The company recorded a profit before finance cost of GH¢6,843,434 in the period, but finance costs of GH?6,570,108 reduced its net profit from a year earlier.

Kuapa Kooko, just like most licenced buying companies (LBCs), borrows from commercial banks which charge between 27-30 percent interest rates -- a situation that is beginning to have a telling effect on the company’s operations.

Speaking at its 20th Annual Delegates Conference under the theme “Celebrating 20 Years of Empowering Small-Holder Cocoa Farmers”, the company’s Managing Director Emmanuel K. Arthur said the high interest paid to banks could have been spent on cocoa farmers to improve their livelihoods.

According to him, the seed-fund advanced to LBCs for purchase of cocoa by Cocobod is inadequate, a situation that must be rectified in time for the new crop season commencing in October.

Congestion at takeover centres, which culminates in defects in cocoa beans, is part of other challenges constraining work of the industry’s operators, he added.

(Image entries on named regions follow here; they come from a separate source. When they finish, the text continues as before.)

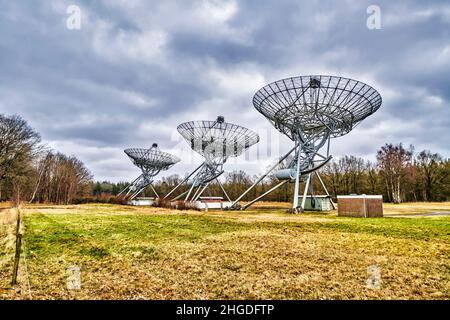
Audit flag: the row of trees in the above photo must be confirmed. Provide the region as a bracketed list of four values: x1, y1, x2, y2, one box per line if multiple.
[0, 115, 450, 204]
[0, 115, 92, 204]
[93, 144, 450, 203]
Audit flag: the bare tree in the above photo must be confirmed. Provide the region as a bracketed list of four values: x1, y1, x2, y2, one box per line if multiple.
[377, 143, 413, 203]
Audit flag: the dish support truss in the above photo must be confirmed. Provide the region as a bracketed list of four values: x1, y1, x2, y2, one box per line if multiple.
[229, 129, 335, 213]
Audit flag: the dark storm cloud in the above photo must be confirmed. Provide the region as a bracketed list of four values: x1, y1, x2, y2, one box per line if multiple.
[0, 0, 450, 180]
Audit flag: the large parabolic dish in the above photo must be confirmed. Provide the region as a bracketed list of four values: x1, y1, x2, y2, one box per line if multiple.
[166, 116, 259, 201]
[119, 143, 180, 200]
[233, 75, 382, 211]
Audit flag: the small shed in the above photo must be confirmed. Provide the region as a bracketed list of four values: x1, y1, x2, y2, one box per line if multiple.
[337, 194, 383, 218]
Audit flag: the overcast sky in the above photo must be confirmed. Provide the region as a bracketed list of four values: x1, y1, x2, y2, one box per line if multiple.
[0, 0, 450, 181]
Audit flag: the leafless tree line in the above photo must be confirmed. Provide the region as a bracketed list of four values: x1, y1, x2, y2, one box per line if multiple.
[0, 115, 92, 204]
[143, 144, 450, 203]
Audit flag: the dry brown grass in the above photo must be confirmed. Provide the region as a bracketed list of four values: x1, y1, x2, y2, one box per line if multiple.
[0, 203, 450, 299]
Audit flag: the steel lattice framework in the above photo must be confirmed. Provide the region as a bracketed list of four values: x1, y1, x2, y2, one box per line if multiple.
[233, 75, 382, 212]
[165, 116, 259, 201]
[119, 143, 180, 200]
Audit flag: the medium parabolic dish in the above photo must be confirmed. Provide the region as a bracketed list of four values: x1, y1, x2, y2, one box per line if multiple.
[177, 116, 259, 158]
[231, 75, 382, 212]
[119, 143, 180, 200]
[253, 75, 382, 140]
[124, 148, 180, 175]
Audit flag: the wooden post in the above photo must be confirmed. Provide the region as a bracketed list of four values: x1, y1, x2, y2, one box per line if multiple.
[11, 203, 22, 285]
[11, 233, 22, 285]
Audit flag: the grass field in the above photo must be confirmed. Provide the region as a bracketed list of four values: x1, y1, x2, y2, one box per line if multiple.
[0, 203, 450, 299]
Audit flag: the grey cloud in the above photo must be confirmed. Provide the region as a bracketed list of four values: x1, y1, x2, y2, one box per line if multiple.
[0, 0, 450, 180]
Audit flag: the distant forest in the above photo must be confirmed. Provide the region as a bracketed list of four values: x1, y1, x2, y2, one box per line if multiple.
[0, 115, 450, 204]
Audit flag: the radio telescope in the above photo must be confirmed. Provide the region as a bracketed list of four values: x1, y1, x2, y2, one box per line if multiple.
[232, 75, 382, 212]
[164, 116, 259, 202]
[118, 143, 180, 200]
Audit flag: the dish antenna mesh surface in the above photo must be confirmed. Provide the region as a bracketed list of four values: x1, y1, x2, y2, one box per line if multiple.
[119, 143, 180, 200]
[165, 116, 259, 201]
[232, 75, 382, 212]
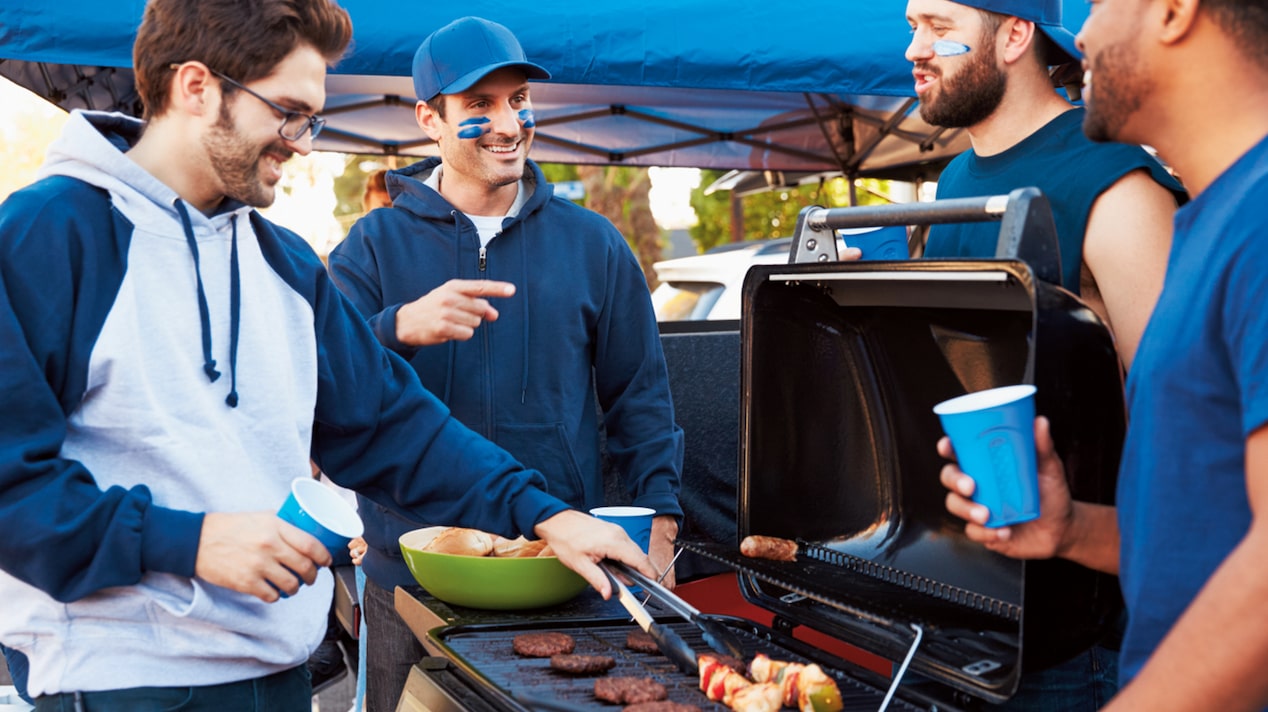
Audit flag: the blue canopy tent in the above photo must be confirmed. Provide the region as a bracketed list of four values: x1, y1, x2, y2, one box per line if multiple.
[0, 0, 1087, 180]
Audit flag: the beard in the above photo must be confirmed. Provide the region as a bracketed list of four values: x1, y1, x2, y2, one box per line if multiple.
[921, 42, 1007, 128]
[1083, 42, 1154, 141]
[203, 101, 290, 208]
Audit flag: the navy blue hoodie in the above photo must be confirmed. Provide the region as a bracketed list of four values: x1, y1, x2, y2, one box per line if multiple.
[330, 158, 682, 590]
[0, 111, 566, 697]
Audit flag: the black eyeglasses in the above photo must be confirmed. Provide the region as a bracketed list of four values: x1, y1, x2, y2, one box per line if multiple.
[207, 67, 326, 141]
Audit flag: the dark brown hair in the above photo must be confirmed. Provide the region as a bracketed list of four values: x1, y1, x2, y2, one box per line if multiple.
[132, 0, 353, 119]
[1201, 0, 1268, 70]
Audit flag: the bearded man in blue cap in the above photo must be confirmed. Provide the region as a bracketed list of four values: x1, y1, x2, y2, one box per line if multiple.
[907, 0, 1184, 712]
[330, 18, 682, 712]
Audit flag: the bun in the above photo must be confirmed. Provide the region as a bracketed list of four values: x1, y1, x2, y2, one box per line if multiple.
[493, 536, 547, 559]
[398, 527, 449, 551]
[422, 527, 493, 556]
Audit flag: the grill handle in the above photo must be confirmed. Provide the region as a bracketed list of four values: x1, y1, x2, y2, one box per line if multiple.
[789, 188, 1061, 285]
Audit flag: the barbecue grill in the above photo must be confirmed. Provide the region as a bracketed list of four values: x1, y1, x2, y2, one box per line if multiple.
[398, 189, 1126, 709]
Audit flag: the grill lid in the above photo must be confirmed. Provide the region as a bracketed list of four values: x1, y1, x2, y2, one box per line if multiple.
[715, 189, 1125, 701]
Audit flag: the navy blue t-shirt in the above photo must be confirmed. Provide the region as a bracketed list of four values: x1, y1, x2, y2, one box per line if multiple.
[924, 109, 1184, 294]
[1117, 130, 1268, 683]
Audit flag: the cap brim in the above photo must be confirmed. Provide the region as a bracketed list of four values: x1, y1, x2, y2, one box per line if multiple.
[439, 62, 550, 94]
[1038, 24, 1083, 65]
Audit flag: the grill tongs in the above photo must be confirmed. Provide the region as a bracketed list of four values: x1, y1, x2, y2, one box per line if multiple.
[609, 561, 744, 660]
[598, 559, 699, 675]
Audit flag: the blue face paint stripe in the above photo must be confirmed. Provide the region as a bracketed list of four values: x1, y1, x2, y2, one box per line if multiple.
[458, 117, 492, 138]
[933, 39, 970, 57]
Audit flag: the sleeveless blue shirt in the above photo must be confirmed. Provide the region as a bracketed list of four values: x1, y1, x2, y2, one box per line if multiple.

Cocobod, Mr. Arthur said, has the mandate to resolve the perennial problems at the takeover centres to ensure smooth operations during the coming season. He also called for an increase in the producer price of cocoa of GH¢3,392 to curb smuggling of the beans to neighbouring countries where a higher price exists.

The margin paid to LBCs, GH¢342, has remained unchanged over the past four years and the MD wants the figure to be revised to reflect current economic conditions.

During the period under review, Kuapa Kokoo said it purchased 771,937 bags of cocoa estimated to be 48,246 metric tonnes or 5.7 percent of the market share.

Sophie Tranchell, Managing Director of Divine Chocolate, UK, said the success story of Kuapa Kokoo, from its humble beginnings in 1993, is a vindication of the vision that, given a fairer opportunity, smallholder farmers can direct and improve their own lives and communities and be stewards of a sustainable cocoa farming business.